Community health services support people throughout their lives, from early years to end-of-life care. Much of this care is delivered in people’s homes, care homes, community hospitals, schools and rehabilitation units. Many patients receiving care at home are housebound and may have limited contact with GPs or hospital clinicians. In these settings, medicines are often prescribed, adjusted and administered without the routine oversight that exists in acute hospitals.
Pharmacy professionals bring specialist expertise to these environments, ensuring medicines are used safely and effectively. A 2024 systematic review by the World Health Organization found that preventable medication-related harm is particularly prevalent among older adults, reinforcing the need for targeted pharmacy input in community and home-based care.
Prevention is one of the NHS ten-year plan’s core ambitions, and pharmacy professionals are central to delivering it. Preventing drug interactions, medication-related falls, adverse effects and avoidable hospital admissions is a daily part of pharmacy practice.

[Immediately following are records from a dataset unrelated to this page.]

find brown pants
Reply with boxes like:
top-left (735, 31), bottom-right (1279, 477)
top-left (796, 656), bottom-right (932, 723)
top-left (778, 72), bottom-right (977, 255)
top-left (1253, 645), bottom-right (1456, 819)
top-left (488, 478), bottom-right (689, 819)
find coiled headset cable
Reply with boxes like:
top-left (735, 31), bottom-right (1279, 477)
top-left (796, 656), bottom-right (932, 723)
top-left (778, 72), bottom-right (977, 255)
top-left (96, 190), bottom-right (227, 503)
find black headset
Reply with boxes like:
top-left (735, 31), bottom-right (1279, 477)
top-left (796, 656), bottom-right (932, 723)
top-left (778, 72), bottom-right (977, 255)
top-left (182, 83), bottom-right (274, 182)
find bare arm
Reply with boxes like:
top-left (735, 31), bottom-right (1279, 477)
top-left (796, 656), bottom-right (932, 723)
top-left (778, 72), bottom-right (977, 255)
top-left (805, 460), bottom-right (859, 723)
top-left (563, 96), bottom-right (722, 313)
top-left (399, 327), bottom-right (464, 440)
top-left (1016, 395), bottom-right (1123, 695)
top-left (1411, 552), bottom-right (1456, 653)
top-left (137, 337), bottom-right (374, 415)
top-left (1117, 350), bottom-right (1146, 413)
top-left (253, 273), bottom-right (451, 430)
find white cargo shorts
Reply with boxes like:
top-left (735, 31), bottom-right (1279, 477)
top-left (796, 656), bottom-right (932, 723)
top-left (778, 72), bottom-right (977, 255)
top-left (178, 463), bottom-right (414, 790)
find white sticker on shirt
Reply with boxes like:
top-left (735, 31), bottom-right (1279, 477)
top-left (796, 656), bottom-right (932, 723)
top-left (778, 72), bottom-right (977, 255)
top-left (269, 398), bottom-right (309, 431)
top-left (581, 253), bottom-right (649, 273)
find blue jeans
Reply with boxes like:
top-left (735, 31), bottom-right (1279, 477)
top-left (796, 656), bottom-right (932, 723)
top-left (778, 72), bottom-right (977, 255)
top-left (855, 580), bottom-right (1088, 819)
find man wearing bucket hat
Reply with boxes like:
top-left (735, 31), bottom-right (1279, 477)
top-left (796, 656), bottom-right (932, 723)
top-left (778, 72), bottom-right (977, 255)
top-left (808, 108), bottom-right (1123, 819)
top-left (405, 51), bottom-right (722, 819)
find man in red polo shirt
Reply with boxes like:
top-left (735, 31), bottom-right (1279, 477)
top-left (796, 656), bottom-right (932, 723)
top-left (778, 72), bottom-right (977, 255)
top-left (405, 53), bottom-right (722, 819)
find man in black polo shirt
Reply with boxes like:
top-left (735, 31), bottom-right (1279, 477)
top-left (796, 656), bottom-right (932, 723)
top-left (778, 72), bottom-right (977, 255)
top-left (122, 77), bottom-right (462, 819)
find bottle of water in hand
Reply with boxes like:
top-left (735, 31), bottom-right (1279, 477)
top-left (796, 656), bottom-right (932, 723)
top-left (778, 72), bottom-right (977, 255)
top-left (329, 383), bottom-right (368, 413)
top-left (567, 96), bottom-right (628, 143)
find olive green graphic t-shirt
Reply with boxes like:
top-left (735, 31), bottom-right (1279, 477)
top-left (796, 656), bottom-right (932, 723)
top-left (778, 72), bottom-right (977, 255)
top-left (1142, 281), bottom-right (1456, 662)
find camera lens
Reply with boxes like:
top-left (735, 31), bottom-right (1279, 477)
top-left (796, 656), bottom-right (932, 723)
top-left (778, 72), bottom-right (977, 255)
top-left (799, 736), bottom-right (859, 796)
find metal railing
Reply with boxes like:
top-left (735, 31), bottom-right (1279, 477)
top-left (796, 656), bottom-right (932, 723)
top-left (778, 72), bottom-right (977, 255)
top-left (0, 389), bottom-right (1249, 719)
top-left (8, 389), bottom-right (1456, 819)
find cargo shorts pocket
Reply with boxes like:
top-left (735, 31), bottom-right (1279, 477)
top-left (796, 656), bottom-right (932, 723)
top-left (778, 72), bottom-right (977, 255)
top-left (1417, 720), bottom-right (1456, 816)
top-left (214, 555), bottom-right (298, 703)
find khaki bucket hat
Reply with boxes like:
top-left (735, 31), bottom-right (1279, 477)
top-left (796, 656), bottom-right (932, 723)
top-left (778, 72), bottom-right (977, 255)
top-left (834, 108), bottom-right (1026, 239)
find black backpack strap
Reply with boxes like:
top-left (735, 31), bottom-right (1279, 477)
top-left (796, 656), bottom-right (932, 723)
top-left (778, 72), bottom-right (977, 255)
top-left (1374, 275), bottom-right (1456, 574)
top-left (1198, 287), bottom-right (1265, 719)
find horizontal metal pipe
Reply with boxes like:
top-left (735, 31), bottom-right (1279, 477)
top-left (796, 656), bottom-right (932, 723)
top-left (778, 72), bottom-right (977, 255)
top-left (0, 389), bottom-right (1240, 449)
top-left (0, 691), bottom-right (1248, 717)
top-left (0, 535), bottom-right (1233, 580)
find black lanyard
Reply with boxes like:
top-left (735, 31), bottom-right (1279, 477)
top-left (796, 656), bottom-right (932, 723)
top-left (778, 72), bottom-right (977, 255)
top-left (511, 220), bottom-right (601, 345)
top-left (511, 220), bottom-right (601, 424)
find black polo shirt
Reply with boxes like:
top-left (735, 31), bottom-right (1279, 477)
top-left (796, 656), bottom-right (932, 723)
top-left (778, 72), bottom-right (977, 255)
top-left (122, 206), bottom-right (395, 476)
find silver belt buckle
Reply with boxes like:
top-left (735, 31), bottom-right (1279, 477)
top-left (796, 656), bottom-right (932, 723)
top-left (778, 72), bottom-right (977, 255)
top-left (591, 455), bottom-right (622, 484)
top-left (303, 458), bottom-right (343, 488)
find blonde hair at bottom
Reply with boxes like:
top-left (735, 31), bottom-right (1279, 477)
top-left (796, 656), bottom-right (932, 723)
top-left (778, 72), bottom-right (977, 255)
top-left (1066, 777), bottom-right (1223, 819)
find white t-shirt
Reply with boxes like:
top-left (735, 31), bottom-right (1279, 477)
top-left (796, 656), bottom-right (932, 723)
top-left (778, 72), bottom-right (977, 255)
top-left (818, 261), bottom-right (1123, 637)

One of the most valuable contributions pharmacy professionals make in community settings is deprescribing and reducing unnecessary polypharmacy. Conducting medication reviews in a patient’s home allows pharmacists to see how medicines are actually stored, taken and administered, and to identify practical barriers that are rarely visible in clinic-based consultations.

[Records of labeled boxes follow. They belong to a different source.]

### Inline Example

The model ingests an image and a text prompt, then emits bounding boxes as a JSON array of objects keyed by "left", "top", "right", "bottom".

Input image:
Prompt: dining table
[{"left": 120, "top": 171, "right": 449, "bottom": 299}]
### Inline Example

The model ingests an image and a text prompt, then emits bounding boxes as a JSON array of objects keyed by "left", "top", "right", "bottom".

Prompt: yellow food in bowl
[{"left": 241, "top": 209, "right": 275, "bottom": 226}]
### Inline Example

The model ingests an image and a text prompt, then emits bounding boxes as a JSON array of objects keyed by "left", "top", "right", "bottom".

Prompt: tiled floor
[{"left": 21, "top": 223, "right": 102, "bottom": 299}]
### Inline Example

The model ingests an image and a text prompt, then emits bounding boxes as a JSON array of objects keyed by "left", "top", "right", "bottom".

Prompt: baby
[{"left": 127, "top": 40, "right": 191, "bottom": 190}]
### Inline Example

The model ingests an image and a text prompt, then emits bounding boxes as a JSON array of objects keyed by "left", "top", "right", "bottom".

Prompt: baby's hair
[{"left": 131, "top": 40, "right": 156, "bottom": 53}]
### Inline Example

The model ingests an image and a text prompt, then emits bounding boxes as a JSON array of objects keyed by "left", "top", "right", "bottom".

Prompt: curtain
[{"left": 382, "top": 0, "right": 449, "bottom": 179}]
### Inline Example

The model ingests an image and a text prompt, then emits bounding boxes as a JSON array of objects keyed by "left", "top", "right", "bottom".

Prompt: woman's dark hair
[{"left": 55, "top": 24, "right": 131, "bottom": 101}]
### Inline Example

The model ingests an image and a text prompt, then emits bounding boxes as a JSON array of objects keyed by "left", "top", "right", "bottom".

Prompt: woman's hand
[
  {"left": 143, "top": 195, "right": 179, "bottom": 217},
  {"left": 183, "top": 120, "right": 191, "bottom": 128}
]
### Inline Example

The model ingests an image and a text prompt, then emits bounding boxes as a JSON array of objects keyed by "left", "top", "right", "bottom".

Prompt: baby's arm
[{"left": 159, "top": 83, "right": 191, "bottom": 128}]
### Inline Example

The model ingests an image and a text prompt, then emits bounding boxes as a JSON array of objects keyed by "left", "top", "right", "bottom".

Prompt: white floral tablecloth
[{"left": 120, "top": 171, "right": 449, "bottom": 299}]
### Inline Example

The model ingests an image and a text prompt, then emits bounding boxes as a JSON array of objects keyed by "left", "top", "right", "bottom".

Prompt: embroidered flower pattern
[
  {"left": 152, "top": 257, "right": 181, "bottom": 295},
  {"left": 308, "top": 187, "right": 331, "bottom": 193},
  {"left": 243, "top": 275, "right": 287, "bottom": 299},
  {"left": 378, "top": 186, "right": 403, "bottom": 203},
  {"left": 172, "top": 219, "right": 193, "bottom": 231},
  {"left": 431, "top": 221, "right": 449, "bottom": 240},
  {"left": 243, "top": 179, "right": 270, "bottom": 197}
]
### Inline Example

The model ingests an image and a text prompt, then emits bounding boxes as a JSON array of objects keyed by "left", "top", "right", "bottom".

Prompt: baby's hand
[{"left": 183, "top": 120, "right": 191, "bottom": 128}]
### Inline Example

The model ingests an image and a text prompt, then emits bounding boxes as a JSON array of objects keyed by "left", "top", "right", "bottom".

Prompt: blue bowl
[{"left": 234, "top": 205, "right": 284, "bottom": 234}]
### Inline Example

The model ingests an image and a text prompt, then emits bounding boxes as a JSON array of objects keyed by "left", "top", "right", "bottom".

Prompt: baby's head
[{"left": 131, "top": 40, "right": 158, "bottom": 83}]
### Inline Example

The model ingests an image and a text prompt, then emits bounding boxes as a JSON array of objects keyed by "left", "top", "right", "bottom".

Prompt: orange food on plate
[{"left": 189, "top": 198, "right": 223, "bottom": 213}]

Community-based care increasingly involves patients with complex medication regimens, including those receiving acute treatment through “hospital at home” or virtual ward models. Pharmacy professionals play a key role in enabling these services to operate safely, advising on sourcing, storage, administration and legal considerations for high-risk medicines.

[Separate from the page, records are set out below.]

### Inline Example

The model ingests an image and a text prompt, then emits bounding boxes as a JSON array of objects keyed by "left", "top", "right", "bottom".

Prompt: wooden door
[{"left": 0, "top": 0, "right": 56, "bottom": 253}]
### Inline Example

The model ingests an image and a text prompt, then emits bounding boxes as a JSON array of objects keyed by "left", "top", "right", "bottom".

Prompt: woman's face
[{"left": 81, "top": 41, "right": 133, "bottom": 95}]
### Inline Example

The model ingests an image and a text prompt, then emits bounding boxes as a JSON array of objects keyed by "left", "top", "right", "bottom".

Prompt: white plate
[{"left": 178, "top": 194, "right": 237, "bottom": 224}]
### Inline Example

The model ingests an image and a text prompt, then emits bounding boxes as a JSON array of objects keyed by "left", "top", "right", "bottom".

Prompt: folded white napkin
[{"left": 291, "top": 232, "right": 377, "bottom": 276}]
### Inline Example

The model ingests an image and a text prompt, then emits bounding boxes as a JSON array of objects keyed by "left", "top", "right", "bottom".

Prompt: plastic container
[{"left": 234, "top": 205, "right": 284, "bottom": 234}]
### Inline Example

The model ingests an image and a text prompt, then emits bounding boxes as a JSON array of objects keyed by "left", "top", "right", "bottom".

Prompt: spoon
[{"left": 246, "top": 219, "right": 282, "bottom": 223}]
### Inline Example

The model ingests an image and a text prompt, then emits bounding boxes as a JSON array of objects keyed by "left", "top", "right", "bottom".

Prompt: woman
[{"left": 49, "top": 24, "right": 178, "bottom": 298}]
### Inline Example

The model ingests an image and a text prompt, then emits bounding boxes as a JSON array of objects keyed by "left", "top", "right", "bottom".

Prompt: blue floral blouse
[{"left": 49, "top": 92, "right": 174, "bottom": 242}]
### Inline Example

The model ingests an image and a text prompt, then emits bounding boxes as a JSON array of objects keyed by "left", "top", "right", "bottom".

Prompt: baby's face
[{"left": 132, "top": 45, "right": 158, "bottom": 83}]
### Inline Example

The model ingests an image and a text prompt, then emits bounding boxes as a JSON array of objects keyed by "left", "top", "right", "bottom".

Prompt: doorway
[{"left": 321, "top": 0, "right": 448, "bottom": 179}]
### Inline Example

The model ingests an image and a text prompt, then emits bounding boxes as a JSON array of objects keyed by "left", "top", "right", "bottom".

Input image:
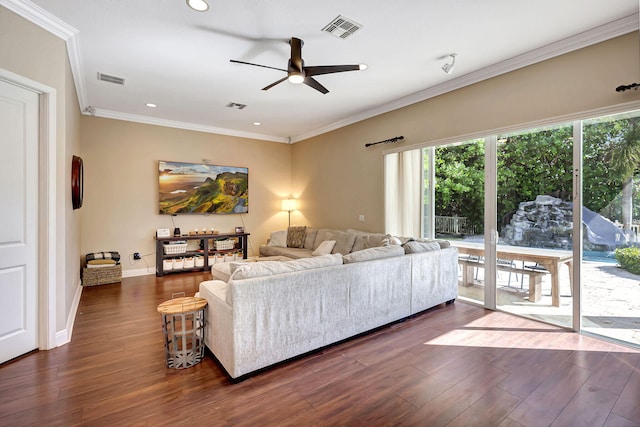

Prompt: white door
[{"left": 0, "top": 80, "right": 38, "bottom": 363}]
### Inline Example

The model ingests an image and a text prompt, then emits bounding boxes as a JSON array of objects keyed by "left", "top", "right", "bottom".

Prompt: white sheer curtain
[{"left": 384, "top": 148, "right": 423, "bottom": 237}]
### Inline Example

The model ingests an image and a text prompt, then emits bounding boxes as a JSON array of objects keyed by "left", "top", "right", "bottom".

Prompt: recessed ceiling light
[{"left": 187, "top": 0, "right": 209, "bottom": 12}]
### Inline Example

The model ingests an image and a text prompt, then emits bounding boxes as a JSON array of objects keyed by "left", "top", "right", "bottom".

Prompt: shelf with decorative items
[{"left": 155, "top": 232, "right": 249, "bottom": 277}]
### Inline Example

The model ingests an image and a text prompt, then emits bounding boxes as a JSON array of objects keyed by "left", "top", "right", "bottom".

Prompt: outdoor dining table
[{"left": 451, "top": 240, "right": 573, "bottom": 307}]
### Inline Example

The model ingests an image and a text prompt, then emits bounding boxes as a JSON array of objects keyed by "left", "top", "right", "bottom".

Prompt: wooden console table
[{"left": 155, "top": 233, "right": 249, "bottom": 277}]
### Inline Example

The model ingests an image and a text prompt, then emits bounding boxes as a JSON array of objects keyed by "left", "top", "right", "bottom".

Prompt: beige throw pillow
[
  {"left": 287, "top": 226, "right": 307, "bottom": 248},
  {"left": 342, "top": 245, "right": 404, "bottom": 264},
  {"left": 311, "top": 240, "right": 336, "bottom": 256},
  {"left": 267, "top": 230, "right": 287, "bottom": 248}
]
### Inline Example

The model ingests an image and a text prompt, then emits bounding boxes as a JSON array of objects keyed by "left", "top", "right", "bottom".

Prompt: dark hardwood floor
[{"left": 0, "top": 273, "right": 640, "bottom": 426}]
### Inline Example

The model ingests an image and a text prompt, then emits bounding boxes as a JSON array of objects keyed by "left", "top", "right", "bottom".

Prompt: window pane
[
  {"left": 582, "top": 111, "right": 640, "bottom": 345},
  {"left": 496, "top": 125, "right": 573, "bottom": 327}
]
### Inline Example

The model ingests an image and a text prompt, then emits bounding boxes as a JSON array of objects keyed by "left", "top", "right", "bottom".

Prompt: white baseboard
[
  {"left": 122, "top": 267, "right": 156, "bottom": 277},
  {"left": 55, "top": 281, "right": 82, "bottom": 347}
]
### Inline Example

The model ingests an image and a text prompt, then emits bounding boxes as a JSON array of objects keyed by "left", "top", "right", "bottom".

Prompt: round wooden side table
[{"left": 158, "top": 297, "right": 207, "bottom": 369}]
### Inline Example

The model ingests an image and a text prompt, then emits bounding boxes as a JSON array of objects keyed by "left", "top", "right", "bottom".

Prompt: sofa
[{"left": 198, "top": 229, "right": 458, "bottom": 380}]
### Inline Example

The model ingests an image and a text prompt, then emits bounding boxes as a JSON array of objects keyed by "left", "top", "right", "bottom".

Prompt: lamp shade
[{"left": 282, "top": 199, "right": 298, "bottom": 212}]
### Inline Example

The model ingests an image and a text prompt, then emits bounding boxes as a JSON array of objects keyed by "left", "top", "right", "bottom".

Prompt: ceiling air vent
[
  {"left": 322, "top": 15, "right": 362, "bottom": 39},
  {"left": 98, "top": 73, "right": 124, "bottom": 85},
  {"left": 225, "top": 102, "right": 247, "bottom": 110}
]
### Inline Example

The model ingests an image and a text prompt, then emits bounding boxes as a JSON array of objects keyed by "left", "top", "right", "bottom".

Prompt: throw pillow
[
  {"left": 304, "top": 227, "right": 318, "bottom": 249},
  {"left": 351, "top": 233, "right": 387, "bottom": 252},
  {"left": 416, "top": 239, "right": 451, "bottom": 249},
  {"left": 229, "top": 255, "right": 342, "bottom": 281},
  {"left": 287, "top": 226, "right": 307, "bottom": 248},
  {"left": 342, "top": 245, "right": 404, "bottom": 264},
  {"left": 311, "top": 240, "right": 336, "bottom": 256},
  {"left": 267, "top": 230, "right": 287, "bottom": 248},
  {"left": 402, "top": 241, "right": 440, "bottom": 254},
  {"left": 327, "top": 231, "right": 357, "bottom": 255}
]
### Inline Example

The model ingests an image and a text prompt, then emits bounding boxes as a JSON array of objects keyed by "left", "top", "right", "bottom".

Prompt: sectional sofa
[{"left": 198, "top": 230, "right": 458, "bottom": 379}]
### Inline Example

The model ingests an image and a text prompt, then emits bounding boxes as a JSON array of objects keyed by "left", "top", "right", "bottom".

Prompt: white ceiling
[{"left": 6, "top": 0, "right": 638, "bottom": 142}]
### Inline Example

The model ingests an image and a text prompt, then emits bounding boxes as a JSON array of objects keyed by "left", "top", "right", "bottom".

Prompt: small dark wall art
[
  {"left": 158, "top": 160, "right": 249, "bottom": 215},
  {"left": 71, "top": 156, "right": 84, "bottom": 209}
]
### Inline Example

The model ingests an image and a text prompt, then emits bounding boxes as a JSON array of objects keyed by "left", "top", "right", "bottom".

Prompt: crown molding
[
  {"left": 291, "top": 14, "right": 639, "bottom": 144},
  {"left": 0, "top": 0, "right": 87, "bottom": 110},
  {"left": 6, "top": 0, "right": 639, "bottom": 144},
  {"left": 0, "top": 0, "right": 78, "bottom": 40},
  {"left": 87, "top": 107, "right": 289, "bottom": 144}
]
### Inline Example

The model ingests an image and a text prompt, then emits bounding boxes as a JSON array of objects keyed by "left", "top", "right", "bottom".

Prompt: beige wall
[
  {"left": 80, "top": 116, "right": 291, "bottom": 274},
  {"left": 292, "top": 33, "right": 640, "bottom": 231},
  {"left": 0, "top": 6, "right": 80, "bottom": 332}
]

Guidance from the Royal Pharmaceutical Society states that “Hospital at home services require a trained pharmacy team with appropriate levels of staff available to deliver a safe and high-quality service.” This level of acuity demands consistent pharmacy involvement in multidisciplinary team meetings, medicines reconciliation and discharge planning.
One of the most striking gaps in the NHS ten-year plan is the limited attention given to palliative and end-of-life care. Despite most people spending their final months of life at home or in care homes, pharmacy professionals remain essential to managing complex symptom-control regimens and ensuring medicines are available and used safely.
The NHS ten-year plan presents a real opportunity to redesign care around patients’ needs in the community. However, this ambition will only be realised if the workforce plan — expected in 2026 — explicitly includes pharmacy professionals across community health services.
The future of the NHS depends on delivering safer, more preventive and more personalised care closer to home. Pharmacy professionals are already doing this work across community health services, often without formal recognition. To succeed, the NHS must place pharmacy at the heart of community health — not as an optional extra, but as a fundamental part of delivering high-quality care.